5.8. Analog Sensors#

Analog sensors are devices that produce a continuous electrical signal in response to a physical quantity. Unlike digital sensors, which only provide two states (on/off), analog sensors can represent a full range of values. This makes them ideal for measuring real-world phenomena that vary smoothly, such as temperature, light, or pressure.

Analog sensors typically output a voltage (or sometimes a current) that changes in proportion to what they are measuring.

Examples

  • Temperature: A thermistor changes its resistance with temperature. When placed in a circuit, it produces a voltage that rises or falls with heat.

  • Light: A photoresistor (LDR) reduces its resistance as light intensity increases, changing the voltage across it.

  • Force/Pressure: A strain-gauge load cell generates a small change in voltage when force is applied.

  • Sound: A microphone converts sound waves into a voltage waveform that follows the shape of the vibrations.

5.8.1. Analog-to-Digital Converters (ADCs)#

A microcontroller reads analog signals using an analog-to-digital converter (ADC), which translates the continuous voltage into digital numbers. Most modern microcontrollers include analog-to-digital converters.

Note

ADC functionality is more costly to produce than digital only pins on a microcontroller. Therefore only a few pins will have this functionality available.

ADCs have characteristics that govern how faithfully they are able to represent an analog signal:

  • Resolution - how many steps the ADC divides the voltage range into. For example, a 10-bit ADC (like in the micro:bit) splits 0-3.3 V into 1024 levels (0-1023). Quantisation is the term used to describe the rounding effect that happens because the ADC can only report a discrete step value.

  • Sampling rate - how often the ADC takes readings per second. Higher rates capture faster-changing signals.

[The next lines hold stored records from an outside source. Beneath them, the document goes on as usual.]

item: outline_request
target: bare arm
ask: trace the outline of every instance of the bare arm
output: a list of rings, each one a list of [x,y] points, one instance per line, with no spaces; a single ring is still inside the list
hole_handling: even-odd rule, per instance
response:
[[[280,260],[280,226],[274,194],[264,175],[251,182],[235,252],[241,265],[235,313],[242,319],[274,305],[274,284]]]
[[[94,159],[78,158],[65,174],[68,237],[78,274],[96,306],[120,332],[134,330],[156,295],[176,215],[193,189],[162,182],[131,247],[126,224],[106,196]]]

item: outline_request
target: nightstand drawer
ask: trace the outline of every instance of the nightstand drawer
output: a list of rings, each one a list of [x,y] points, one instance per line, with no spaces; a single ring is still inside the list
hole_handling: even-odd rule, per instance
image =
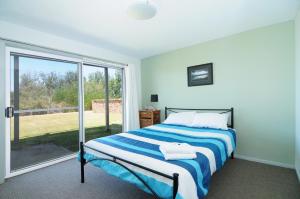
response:
[[[149,111],[141,111],[140,112],[140,118],[141,119],[151,119],[152,118],[152,112],[149,112]]]
[[[140,125],[141,125],[141,128],[144,128],[146,126],[153,125],[153,122],[151,119],[140,119]]]
[[[160,113],[154,115],[153,123],[160,123]]]
[[[160,110],[141,110],[139,116],[141,128],[160,123]]]

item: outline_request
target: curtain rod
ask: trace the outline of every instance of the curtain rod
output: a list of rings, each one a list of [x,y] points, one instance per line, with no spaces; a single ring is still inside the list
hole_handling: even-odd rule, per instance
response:
[[[101,58],[97,58],[97,57],[93,57],[93,56],[88,56],[88,55],[83,55],[83,54],[79,54],[79,53],[59,50],[59,49],[50,48],[50,47],[46,47],[46,46],[40,46],[40,45],[37,45],[37,44],[17,41],[17,40],[13,40],[13,39],[7,39],[7,38],[0,37],[0,40],[7,41],[7,42],[12,42],[12,43],[17,43],[17,44],[22,44],[22,45],[27,45],[27,46],[32,46],[32,47],[36,47],[36,48],[44,48],[46,50],[58,51],[58,52],[66,53],[66,54],[70,54],[70,55],[75,55],[75,56],[81,57],[83,60],[84,59],[93,59],[93,60],[99,60],[99,61],[107,62],[107,63],[111,63],[111,64],[128,66],[128,64],[124,64],[122,62],[110,61],[110,60],[107,60],[107,59],[101,59]]]

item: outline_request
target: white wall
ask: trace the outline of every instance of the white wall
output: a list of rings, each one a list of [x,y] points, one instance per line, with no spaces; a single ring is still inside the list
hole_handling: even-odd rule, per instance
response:
[[[135,66],[137,74],[140,74],[140,60],[134,57],[113,52],[99,46],[92,46],[80,41],[74,41],[16,24],[7,23],[5,21],[0,21],[0,37],[100,59],[132,64]],[[5,175],[5,118],[2,111],[5,109],[5,45],[7,45],[6,42],[0,40],[0,183],[4,181]],[[137,85],[140,98],[140,76],[138,77]]]
[[[5,108],[5,98],[4,98],[4,90],[5,90],[5,50],[4,50],[4,42],[0,41],[0,110],[4,110]],[[4,163],[5,163],[5,156],[4,156],[4,150],[5,150],[5,128],[4,128],[4,121],[5,117],[3,112],[1,111],[0,114],[0,184],[4,182]]]
[[[296,148],[295,168],[300,181],[300,10],[295,19],[295,41],[296,41]]]

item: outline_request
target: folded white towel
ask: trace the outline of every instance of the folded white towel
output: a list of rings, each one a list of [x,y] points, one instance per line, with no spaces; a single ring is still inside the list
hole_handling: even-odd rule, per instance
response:
[[[166,160],[195,159],[196,152],[187,143],[166,143],[159,147]]]
[[[165,143],[160,145],[160,150],[165,151],[169,154],[189,154],[189,153],[195,153],[194,148],[187,144],[187,143]]]
[[[164,154],[164,153],[163,153]],[[181,153],[181,154],[164,154],[164,158],[166,160],[184,160],[184,159],[195,159],[197,157],[196,153]]]

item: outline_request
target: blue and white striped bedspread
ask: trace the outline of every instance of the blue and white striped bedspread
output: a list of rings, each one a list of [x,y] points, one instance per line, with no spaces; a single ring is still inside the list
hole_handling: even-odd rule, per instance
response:
[[[167,161],[159,150],[159,145],[165,142],[188,143],[195,147],[197,158]],[[170,176],[178,173],[179,187],[176,198],[197,199],[207,194],[212,174],[224,165],[235,150],[236,135],[233,129],[217,130],[157,124],[97,138],[87,142],[86,145]],[[106,156],[86,147],[85,158],[91,160],[95,157]],[[122,163],[142,177],[160,197],[172,197],[172,180]],[[149,193],[149,190],[124,168],[103,160],[93,161],[92,164]]]

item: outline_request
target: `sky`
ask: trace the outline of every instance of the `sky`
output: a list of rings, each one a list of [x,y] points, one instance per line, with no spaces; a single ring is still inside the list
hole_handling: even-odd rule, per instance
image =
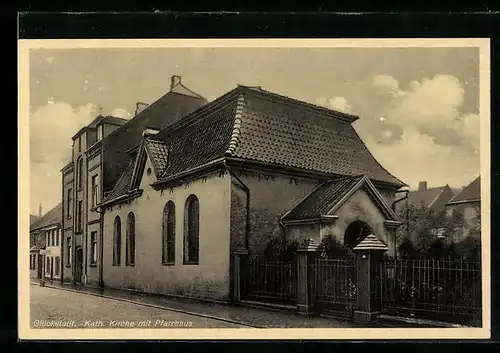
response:
[[[172,75],[209,101],[244,84],[358,115],[367,147],[410,188],[479,175],[478,48],[32,49],[30,212],[61,201],[81,127],[100,110],[131,118]]]

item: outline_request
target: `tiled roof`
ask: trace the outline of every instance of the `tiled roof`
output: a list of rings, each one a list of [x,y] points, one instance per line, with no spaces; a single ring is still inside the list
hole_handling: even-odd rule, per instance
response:
[[[148,155],[152,160],[157,176],[162,175],[168,164],[168,146],[161,141],[147,139],[145,147],[148,150]]]
[[[344,177],[321,184],[283,217],[283,221],[317,218],[325,215],[363,176]]]
[[[125,171],[120,176],[118,181],[116,182],[115,187],[111,190],[111,192],[102,200],[101,203],[107,202],[109,200],[115,199],[119,196],[125,195],[129,191],[130,181],[132,179],[132,174],[134,172],[134,160],[131,160],[128,166],[125,168]]]
[[[387,245],[384,244],[375,234],[366,236],[353,250],[388,250]]]
[[[228,156],[332,177],[366,175],[403,186],[364,145],[351,126],[356,119],[239,86],[151,136],[147,145],[160,169],[169,147],[158,183]]]
[[[47,227],[53,224],[61,223],[62,202],[44,214],[39,220],[30,225],[30,231]]]
[[[245,96],[235,157],[404,184],[372,156],[349,122]]]
[[[478,201],[481,199],[481,178],[477,177],[461,192],[450,200],[450,204],[456,202]]]

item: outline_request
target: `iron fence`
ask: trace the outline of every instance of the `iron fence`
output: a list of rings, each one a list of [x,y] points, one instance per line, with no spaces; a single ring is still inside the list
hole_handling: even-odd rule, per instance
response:
[[[386,260],[380,263],[382,310],[392,314],[481,325],[481,263]]]
[[[313,273],[318,310],[352,316],[356,304],[356,258],[317,258],[313,262]]]
[[[248,258],[243,264],[245,299],[277,304],[295,304],[297,299],[296,260]]]

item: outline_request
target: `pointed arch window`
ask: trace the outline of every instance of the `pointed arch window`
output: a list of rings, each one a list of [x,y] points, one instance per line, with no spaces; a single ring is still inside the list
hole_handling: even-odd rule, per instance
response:
[[[113,266],[120,266],[122,250],[122,225],[120,216],[116,216],[113,227]]]
[[[126,234],[125,248],[127,250],[127,266],[134,266],[135,264],[135,215],[130,212],[127,216],[127,234]]]
[[[168,201],[163,209],[163,258],[164,265],[175,264],[175,204]]]
[[[190,195],[184,208],[184,264],[199,263],[200,243],[200,203],[195,195]]]

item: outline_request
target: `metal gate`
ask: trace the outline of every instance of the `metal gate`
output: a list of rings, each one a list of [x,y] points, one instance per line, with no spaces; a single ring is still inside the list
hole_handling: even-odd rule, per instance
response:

5.8.2. Example: Reading Analog Values With MicroPython#

Here’s a simple example of reading an analog sensor (such as an LDR on pin0) using MicroPython on the BBC micro:bit:

from microbit import *

while True:
    sensor_value = pin0.read_analog()  # 0 to 1023
    print(sensor_value)
    sleep(500)

To convert this voltage reading to a temperature, we would have to know the calibration curve provided by the manufacturer of the LDR sensor.